Estes dois pesos e duas medidas não fazem sentido — e demonstram igualmente o nível de oportunismo das elites portuguesas, nomeadamente daqueles que têm muitos interesses nos negócios com Angola.

Não está em causa as boas relações (que devem sempre existir) entre Portugal e Angola ou a proximidade entre os povos e as economias. Está em causa, sim, um conjunto de valores que Portugal, enquanto Estado-membro da União Europeia, não pode abandonar. E entre eles está um combate sem tréguas à corrupção, à fraude fiscal e ao branqueamento de capitais — particularmente, se estiverem em causa representantes do poder político como alegados autores de tais ilícitos.

Infelizmente, não foi este o sinal dado pelo Presidente Marcelo, pelo primeiro-ministro António Costa e até pelo líder da oposição Rui Rio. Para manter boas relações com Estados amigos como Angola, não é preciso uma tremenda e “irritante” falta de espinha política por parte dos mais altos dignatários do Estado português. Ou melhor: deixarem que nos dobrem a espinha não pode ser uma hipótese em cima da mesa.

3. Mas João Lourenço, o homem que prometeu uma “cruzada contra a corrupção”, também não sai nada bem deste filme.

O novo presidente angolano resolveu dar a mão a um gestor que tinha caído em desgraça junto de José Eduardo dos Santos. Presidente da Sonangol entre 1999 e 2012, Vicente modernizou a empresa pública que gere os recursos petrolíferos do país, foi indigitado sucessor de Eduardo dos Santos como vice-presidente de Angola em 2012 mas acabou por perder influência junto do clã Dos Santos. Detentor de muitos segredossobre a indústria petrolífera angolana, foi com surpresa que se soube em Portugal que Manuel Vicente terá feito parte da comitiva que João Lourenço levou em janeiro para Davos para o Fórum Económico Mundial — e onde António Costa promoveu um encontro com Lourenço.

Tudo seria normal se João Lourenço tivesse seguido o rumo de José Eduardo dos Santos — o que não aconteceu. Em nome da tal “cruzada contra a corrupção”, demitiu os filhos do seu antecessor das posições-chave que ocupavam na economia angolana, afastou do seu inner circlegenerais como Kopelipa e Dino que representam a promiscuidade entre o Estado e o setor privado e passou a defender mais transparência para a vida pública angolana.

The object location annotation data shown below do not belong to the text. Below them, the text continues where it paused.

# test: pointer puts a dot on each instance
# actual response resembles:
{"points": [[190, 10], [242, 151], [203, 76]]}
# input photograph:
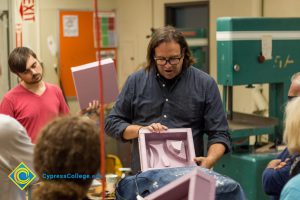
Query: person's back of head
{"points": [[67, 147], [15, 147], [18, 58], [291, 134], [294, 90]]}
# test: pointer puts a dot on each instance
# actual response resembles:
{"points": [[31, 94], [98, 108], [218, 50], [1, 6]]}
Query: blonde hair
{"points": [[291, 134]]}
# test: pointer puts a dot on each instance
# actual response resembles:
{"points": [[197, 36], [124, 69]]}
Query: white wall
{"points": [[3, 4]]}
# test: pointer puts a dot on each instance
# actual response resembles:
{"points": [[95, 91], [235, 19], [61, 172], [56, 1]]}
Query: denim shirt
{"points": [[192, 101]]}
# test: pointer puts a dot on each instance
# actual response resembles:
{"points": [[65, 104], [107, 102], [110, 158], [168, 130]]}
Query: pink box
{"points": [[171, 148], [194, 185]]}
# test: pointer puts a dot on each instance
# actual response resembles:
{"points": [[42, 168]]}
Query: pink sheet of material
{"points": [[87, 82], [194, 185], [172, 148]]}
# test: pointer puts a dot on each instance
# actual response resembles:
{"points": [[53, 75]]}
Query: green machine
{"points": [[198, 42], [255, 51]]}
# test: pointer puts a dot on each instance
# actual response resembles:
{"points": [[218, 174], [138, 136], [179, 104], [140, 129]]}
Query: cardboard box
{"points": [[194, 185], [87, 82], [171, 148]]}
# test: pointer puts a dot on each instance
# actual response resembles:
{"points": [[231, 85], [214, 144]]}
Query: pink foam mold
{"points": [[194, 185], [171, 148]]}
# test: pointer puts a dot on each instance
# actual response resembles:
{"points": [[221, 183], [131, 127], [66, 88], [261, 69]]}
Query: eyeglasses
{"points": [[164, 61]]}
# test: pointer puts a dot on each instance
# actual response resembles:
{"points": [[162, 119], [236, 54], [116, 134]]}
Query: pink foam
{"points": [[194, 185], [172, 148]]}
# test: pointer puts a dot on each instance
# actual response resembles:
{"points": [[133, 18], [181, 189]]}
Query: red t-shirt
{"points": [[34, 111]]}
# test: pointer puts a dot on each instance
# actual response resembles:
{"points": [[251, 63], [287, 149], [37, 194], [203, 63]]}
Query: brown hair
{"points": [[67, 145], [291, 134], [18, 58], [168, 34]]}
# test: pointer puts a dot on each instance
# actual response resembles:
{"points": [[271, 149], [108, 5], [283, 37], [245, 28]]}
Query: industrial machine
{"points": [[255, 51], [198, 42]]}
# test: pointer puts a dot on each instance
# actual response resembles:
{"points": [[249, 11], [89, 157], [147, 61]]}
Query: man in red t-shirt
{"points": [[32, 102]]}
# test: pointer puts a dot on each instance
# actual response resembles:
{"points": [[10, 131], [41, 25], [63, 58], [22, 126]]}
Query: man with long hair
{"points": [[170, 93]]}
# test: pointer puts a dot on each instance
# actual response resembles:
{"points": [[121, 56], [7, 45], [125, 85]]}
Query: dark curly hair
{"points": [[67, 145], [17, 59], [168, 34]]}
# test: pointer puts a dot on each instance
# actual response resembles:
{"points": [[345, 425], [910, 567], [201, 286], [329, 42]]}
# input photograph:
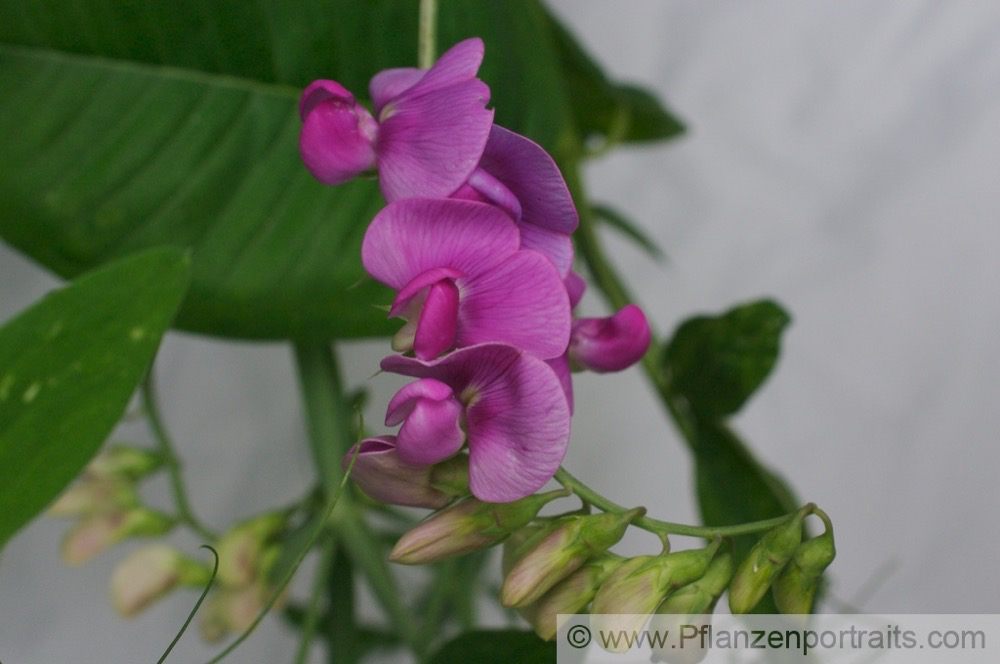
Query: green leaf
{"points": [[130, 125], [496, 647], [68, 366], [603, 109], [629, 229], [716, 362], [733, 487], [106, 158]]}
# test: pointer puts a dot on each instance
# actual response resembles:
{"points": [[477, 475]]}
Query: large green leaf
{"points": [[104, 158], [716, 362], [68, 366], [127, 125], [496, 647], [606, 109]]}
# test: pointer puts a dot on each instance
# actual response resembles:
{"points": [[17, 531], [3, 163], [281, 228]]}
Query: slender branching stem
{"points": [[663, 528], [427, 34], [171, 460]]}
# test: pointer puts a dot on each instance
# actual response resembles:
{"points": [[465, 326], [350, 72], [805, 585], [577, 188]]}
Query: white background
{"points": [[842, 158]]}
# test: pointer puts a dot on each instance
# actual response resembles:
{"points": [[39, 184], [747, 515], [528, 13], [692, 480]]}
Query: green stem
{"points": [[185, 514], [342, 629], [658, 527], [368, 555], [327, 414], [327, 552], [283, 583], [617, 296], [331, 435], [427, 34]]}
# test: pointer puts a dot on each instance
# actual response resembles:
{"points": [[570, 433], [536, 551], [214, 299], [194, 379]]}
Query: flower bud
{"points": [[149, 573], [636, 588], [610, 344], [431, 416], [466, 527], [95, 534], [241, 548], [233, 610], [94, 495], [795, 588], [683, 615], [386, 478], [766, 559], [123, 461], [525, 539], [571, 595], [561, 553]]}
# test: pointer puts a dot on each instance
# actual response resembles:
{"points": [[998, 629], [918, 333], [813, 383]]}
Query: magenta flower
{"points": [[520, 177], [428, 132], [612, 343], [462, 280], [512, 410], [384, 476]]}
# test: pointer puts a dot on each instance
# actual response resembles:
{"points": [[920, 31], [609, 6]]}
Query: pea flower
{"points": [[427, 134], [520, 177], [508, 404], [462, 279], [384, 476], [612, 343]]}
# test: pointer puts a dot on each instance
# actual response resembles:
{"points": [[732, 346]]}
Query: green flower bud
{"points": [[571, 595], [524, 539], [636, 588], [123, 461], [766, 559], [151, 572], [234, 609], [94, 496], [684, 613], [97, 533], [561, 553], [467, 526], [241, 548], [795, 588]]}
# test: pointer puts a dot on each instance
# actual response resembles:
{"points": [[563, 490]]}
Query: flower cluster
{"points": [[475, 242]]}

Este homem, contudo, é o mesmo que utilizou todos os instrumentos diplomáticos ao seu dispôr para promover o arquivamento de suspeitas graves de corrupção, fraude fiscal e branqueamento de capitais imputadas a Manuel Vicente. É que, não tenhamos dúvidas, as suspeitas contra Vicente vão ser arquivadas em Angola pouco tempo depois de ‘aterrarem’ em Luanda.

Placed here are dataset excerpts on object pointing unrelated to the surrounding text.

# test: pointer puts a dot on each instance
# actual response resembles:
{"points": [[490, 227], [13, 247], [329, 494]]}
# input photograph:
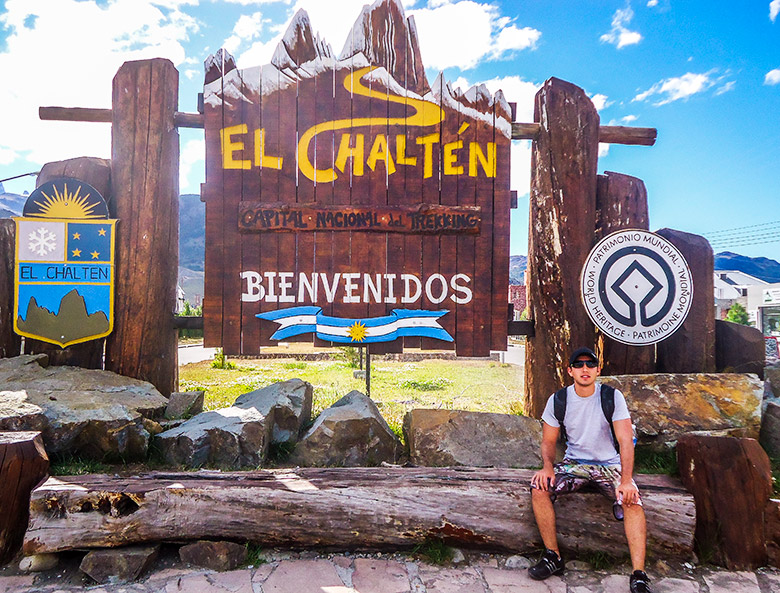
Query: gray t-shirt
{"points": [[587, 430]]}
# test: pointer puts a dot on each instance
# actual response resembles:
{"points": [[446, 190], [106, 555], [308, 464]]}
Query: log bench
{"points": [[384, 507]]}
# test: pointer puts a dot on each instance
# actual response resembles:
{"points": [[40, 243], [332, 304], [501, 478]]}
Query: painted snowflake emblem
{"points": [[42, 241]]}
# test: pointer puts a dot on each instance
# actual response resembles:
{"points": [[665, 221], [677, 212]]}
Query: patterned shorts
{"points": [[571, 476]]}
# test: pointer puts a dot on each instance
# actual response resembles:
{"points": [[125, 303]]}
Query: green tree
{"points": [[737, 314]]}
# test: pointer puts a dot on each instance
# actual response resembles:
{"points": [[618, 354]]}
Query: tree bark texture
{"points": [[10, 342], [23, 464], [561, 233], [342, 507], [691, 349], [621, 203], [96, 172], [144, 178], [731, 480]]}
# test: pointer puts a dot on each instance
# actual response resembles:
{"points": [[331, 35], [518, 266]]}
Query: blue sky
{"points": [[705, 74]]}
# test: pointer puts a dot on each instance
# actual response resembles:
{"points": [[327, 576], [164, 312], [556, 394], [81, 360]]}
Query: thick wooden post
{"points": [[691, 349], [144, 175], [10, 343], [561, 232], [23, 464], [96, 172], [731, 481], [621, 203]]}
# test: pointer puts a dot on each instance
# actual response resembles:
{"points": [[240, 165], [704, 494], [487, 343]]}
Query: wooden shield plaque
{"points": [[350, 189]]}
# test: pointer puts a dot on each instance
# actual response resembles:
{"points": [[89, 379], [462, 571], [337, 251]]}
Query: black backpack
{"points": [[607, 406]]}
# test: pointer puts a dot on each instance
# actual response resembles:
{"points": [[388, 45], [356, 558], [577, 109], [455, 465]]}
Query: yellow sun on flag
{"points": [[65, 205], [357, 332]]}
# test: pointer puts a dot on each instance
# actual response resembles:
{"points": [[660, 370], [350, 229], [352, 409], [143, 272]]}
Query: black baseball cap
{"points": [[583, 352]]}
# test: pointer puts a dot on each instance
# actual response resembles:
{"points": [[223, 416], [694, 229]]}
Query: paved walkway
{"points": [[287, 573]]}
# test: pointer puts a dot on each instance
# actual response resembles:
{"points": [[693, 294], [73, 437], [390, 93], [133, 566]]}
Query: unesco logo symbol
{"points": [[636, 287]]}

Porquê? Porque a existência de uma aministia de todos os crimes económicos que são imputados a Vicente impede que a ação penal seja prosseguida contra o ex-presidente da Sonangol. E sim, caro leitor, leu bem: o ex-presidente José Eduardo dos Santos aprovou uma amnistia geral dos crimes de corrupção, fraude fiscal, branqueamento de capitais e de outro tipos de crimes com a exceção dos crimes de sangue.

Que credibilidade terá, a partir do mais do que provável arquivamento do caso Manuel Vicente em Angola, a “cruzada contra a corrupção” de João Lourenço? Não será esse um indício forte de que em Angola apenas está em causa a substituição de uma clique por outra? O futuro dirá.